Are these things siloing us even further? Is our gaze set on status and warm fuzzies? Or on the person before us?
I have always struggled to give myself a title for what I do. Am I a Creative Engagement Specialist? A Founder? A Creator? An Artist? Am I a Gerontologist? Am I a Professional Care Partner? A Dementia Specialist? What am I?
When I was younger, and asked what I wanted to be when I grew up my answer was, “I just be Katie.” When I said this, I didn’t know how hard that would be, or how much that foreshadowed how I view my professional self. The title, my status in life has never been something I thought much about. Sure I want to achieve all that I was created to achieve, and I of course want to leave my mark on the world, but it has never been something I set as a barometer for my identity and worth. I am interested not in what I am called, or what letters come after my name, but rather in the relationships I develop and the community I help to cultivate that eases the burden of another.
Yet, in the world we live in, especially working in health care, research credits, letters, titles, and degrees, those things mean something to so many. These things, for too many in positions to hire and promote, mean more than the skill and talent of an individual. Why is this? You hire the lawyer with no experience in memory care to be your director over a person who has lived their life in dementia care but does not have a Master’s degree. You ask everyone to have their CDP (admittedly for the warm fuzzy it gives your families) and overlook the real-life experience in dementia that developed knowledge that far surpasses an 8-hour certification. Are we truly able to serve better when we have degrees and letters associated with our staff members? No, not at all. We would be much better at improving our onboarding education than demanding certifications that speak nothing of the relationship of care.
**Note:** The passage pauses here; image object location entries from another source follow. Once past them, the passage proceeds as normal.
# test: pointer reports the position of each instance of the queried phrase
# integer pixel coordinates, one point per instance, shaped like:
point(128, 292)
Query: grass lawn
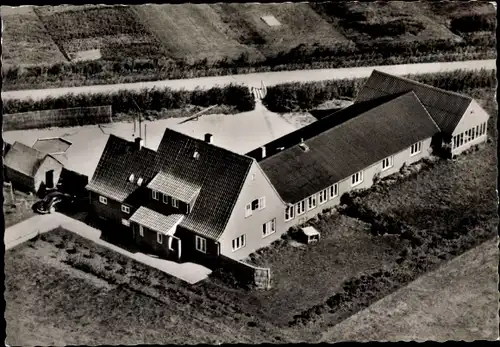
point(303, 276)
point(455, 302)
point(25, 40)
point(18, 210)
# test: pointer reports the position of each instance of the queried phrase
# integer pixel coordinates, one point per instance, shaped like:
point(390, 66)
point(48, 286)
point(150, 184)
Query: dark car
point(50, 201)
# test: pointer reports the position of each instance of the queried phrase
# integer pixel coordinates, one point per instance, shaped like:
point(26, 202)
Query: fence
point(260, 277)
point(57, 118)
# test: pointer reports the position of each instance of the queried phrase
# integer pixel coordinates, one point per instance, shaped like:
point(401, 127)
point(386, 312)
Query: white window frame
point(389, 161)
point(269, 228)
point(323, 196)
point(312, 202)
point(334, 191)
point(238, 243)
point(299, 209)
point(290, 213)
point(156, 195)
point(357, 178)
point(416, 148)
point(175, 203)
point(262, 203)
point(248, 210)
point(202, 244)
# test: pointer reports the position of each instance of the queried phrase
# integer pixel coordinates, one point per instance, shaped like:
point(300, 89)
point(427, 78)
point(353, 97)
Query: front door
point(49, 179)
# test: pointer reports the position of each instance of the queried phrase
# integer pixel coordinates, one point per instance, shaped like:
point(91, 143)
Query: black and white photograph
point(221, 173)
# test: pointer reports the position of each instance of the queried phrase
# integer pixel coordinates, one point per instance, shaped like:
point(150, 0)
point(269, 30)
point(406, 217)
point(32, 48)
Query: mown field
point(150, 42)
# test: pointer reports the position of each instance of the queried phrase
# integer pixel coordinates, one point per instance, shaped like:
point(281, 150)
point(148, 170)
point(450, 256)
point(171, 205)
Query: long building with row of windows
point(192, 198)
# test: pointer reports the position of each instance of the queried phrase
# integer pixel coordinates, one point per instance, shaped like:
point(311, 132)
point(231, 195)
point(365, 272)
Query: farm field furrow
point(25, 40)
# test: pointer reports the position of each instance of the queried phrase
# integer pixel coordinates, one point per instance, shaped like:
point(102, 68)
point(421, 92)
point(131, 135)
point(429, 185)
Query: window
point(248, 210)
point(289, 213)
point(357, 178)
point(269, 228)
point(311, 202)
point(334, 191)
point(301, 207)
point(262, 203)
point(323, 196)
point(387, 163)
point(238, 243)
point(156, 195)
point(175, 203)
point(201, 244)
point(416, 148)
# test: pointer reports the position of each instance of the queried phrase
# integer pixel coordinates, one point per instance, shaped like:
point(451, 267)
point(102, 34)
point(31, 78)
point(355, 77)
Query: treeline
point(343, 54)
point(299, 96)
point(125, 101)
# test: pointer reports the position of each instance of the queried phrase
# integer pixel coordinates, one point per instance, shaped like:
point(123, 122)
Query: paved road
point(254, 79)
point(27, 229)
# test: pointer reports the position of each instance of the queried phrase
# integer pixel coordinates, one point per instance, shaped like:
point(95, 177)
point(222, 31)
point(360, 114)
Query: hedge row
point(306, 96)
point(343, 54)
point(125, 101)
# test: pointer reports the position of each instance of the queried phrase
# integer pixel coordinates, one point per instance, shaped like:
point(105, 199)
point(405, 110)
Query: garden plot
point(25, 40)
point(112, 30)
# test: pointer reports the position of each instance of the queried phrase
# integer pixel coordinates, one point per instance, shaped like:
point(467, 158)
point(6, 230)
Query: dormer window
point(304, 147)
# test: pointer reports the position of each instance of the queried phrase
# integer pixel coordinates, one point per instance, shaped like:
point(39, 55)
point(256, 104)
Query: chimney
point(208, 138)
point(139, 142)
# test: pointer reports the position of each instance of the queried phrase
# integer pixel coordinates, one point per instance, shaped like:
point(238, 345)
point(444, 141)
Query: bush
point(148, 99)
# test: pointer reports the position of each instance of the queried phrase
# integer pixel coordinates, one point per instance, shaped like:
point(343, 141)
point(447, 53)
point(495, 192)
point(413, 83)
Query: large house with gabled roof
point(192, 198)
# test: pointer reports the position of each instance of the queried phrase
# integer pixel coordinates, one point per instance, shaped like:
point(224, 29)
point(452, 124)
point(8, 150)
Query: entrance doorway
point(49, 179)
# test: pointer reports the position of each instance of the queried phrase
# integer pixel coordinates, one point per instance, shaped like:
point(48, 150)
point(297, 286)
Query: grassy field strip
point(458, 301)
point(255, 79)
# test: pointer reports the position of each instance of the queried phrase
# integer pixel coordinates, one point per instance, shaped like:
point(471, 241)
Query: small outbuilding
point(31, 169)
point(309, 235)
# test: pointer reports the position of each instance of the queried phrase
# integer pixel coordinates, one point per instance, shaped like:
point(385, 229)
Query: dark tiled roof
point(23, 159)
point(156, 221)
point(446, 108)
point(175, 186)
point(336, 153)
point(219, 172)
point(333, 119)
point(52, 145)
point(119, 160)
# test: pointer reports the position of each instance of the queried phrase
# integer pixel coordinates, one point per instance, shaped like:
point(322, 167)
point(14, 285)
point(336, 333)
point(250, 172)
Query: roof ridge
point(354, 118)
point(425, 108)
point(423, 84)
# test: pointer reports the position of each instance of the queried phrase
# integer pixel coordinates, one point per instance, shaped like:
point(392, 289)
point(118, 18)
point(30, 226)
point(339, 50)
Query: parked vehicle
point(50, 201)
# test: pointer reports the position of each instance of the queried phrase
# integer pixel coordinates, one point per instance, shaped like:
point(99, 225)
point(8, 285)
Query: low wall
point(260, 277)
point(57, 118)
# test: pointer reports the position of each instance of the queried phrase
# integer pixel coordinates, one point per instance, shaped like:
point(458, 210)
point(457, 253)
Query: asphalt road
point(254, 79)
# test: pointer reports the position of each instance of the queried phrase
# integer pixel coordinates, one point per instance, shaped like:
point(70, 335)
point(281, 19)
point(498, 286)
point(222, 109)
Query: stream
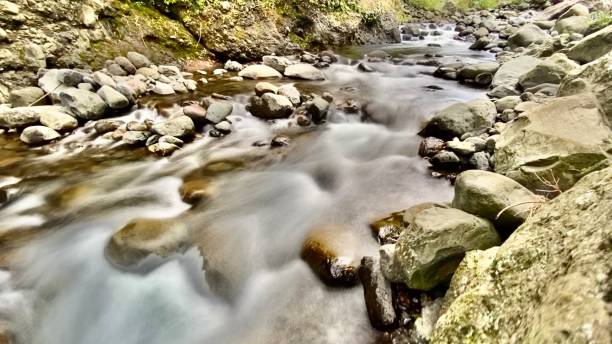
point(61, 289)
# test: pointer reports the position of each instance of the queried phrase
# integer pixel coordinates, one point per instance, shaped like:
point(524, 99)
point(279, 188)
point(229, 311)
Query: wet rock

I always find it interesting, the titles other people give me. How they introduce me to a group. Sometimes I am surprised, sometimes not. The most common is, “Creative Gerontologist, Speaker, and Artist.” Flattered, I often wonder what does this REALLY mean? Why do they select these titles? Is my name, not enough? I wonder if our obsession with titles and certifications is reinforcing silos in care instead of dismantling them? I see our senior living communities more divided than ever when quality care requires a true relationship and interconnectedness between all staff, residents, and families.
I see this mindset impacting those we care for each day. Often times when introduced to residents or clients, their name is shared with me, and almost in the same breath the job they had – especially if it was a leadership or high-paying job. What do you think this does to the emotional well-being if one is always referred to by what they did or who they once were, and not the beauty of their very life, right now? What if we are destroying the quality of aging because we are obsessed with status? What if we are reinforcing ageism with this very approach?
So what can we do?
- Improve our onboarding education for staff and volunteers – asking not for specific degrees and certifications, but on experience that we can build upon with quality continuing education that focuses on the relationship of care. That wonderful balance between formal and informal education.
- We can practice introductions without titles or previous roles. There are times when it is appropriate to include one’s title, but those times are few and far between in the day-to-day of our lives. Introduce residents and clients with their names, and allow the person to share for themselves what is important to add. I don’t believe sharing another’s previous career is person-centered care.
- Don’t put your identity in your job, title, or degrees/certifications. If your worth is in these things, you are in for a rocky ride. And to think of all the doors for possibilities to create, share, learn, grow, give, and contribute you might be closing when your worth is what you accomplished, not who you are and continuing to become.